In recent years, legislation prohibiting or restricting smoking in public places (smoke-free legislation) has been enacted in an increasing number of countries. Where the effects of the legislation have been evaluated, most notably in Scotland, it has been found to have had very positive effects, measurably reducing the exposure of non-smokers to secondhand smoke and resulting in unexpectedly large and wide-ranging benefits for population health.

This symposium starts with an overview of the current extent of implementation of smoke-free legislation around the world, given by Dr Douglas Bettcher, Director of the Tobacco-free Initiative, WHO Geneva. Professor Sally Haw from the University of Stirling, Scotland will then summarise the evidence for the health and social impact of smoke-free legislation, obtained from evaluation studies in Scotland and other countries.

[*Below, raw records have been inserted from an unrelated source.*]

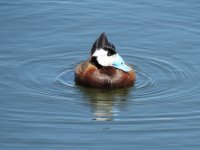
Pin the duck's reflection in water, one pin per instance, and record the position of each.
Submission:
(106, 104)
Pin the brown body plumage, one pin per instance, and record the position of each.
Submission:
(89, 74)
(108, 77)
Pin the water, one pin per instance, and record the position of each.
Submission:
(42, 41)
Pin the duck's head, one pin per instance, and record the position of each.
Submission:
(103, 54)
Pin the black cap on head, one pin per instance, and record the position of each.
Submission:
(102, 42)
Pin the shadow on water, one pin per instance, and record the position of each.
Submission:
(105, 103)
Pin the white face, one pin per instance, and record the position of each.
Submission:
(103, 59)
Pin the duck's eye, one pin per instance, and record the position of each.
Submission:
(109, 54)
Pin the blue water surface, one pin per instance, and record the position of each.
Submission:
(41, 107)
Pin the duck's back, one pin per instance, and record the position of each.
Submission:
(108, 77)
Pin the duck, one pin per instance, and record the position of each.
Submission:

While these results show that smoke-free legislation can be a remarkably effective and cost-effective public health intervention, the political and social obstacles to introducing and implementing smoke-free legislation can be considerable. Dr Esteve Fernandez, Director of the Tobacco Control Research Programme, Barcelona, will describe the experience in Spain where partial and relatively ineffective legislation has recently been followed by a much more comprehensive ban. Finally, Professor Nuntavarn Vichit-Vadakan, Dean of the Faculty of Public Health, Thammasat University, Thailand will review the variable progress in low and middle income countries and discuss the substantial challenges which remain to be overcome before involuntary exposure to other people's tobacco smoke can become a thing of the past.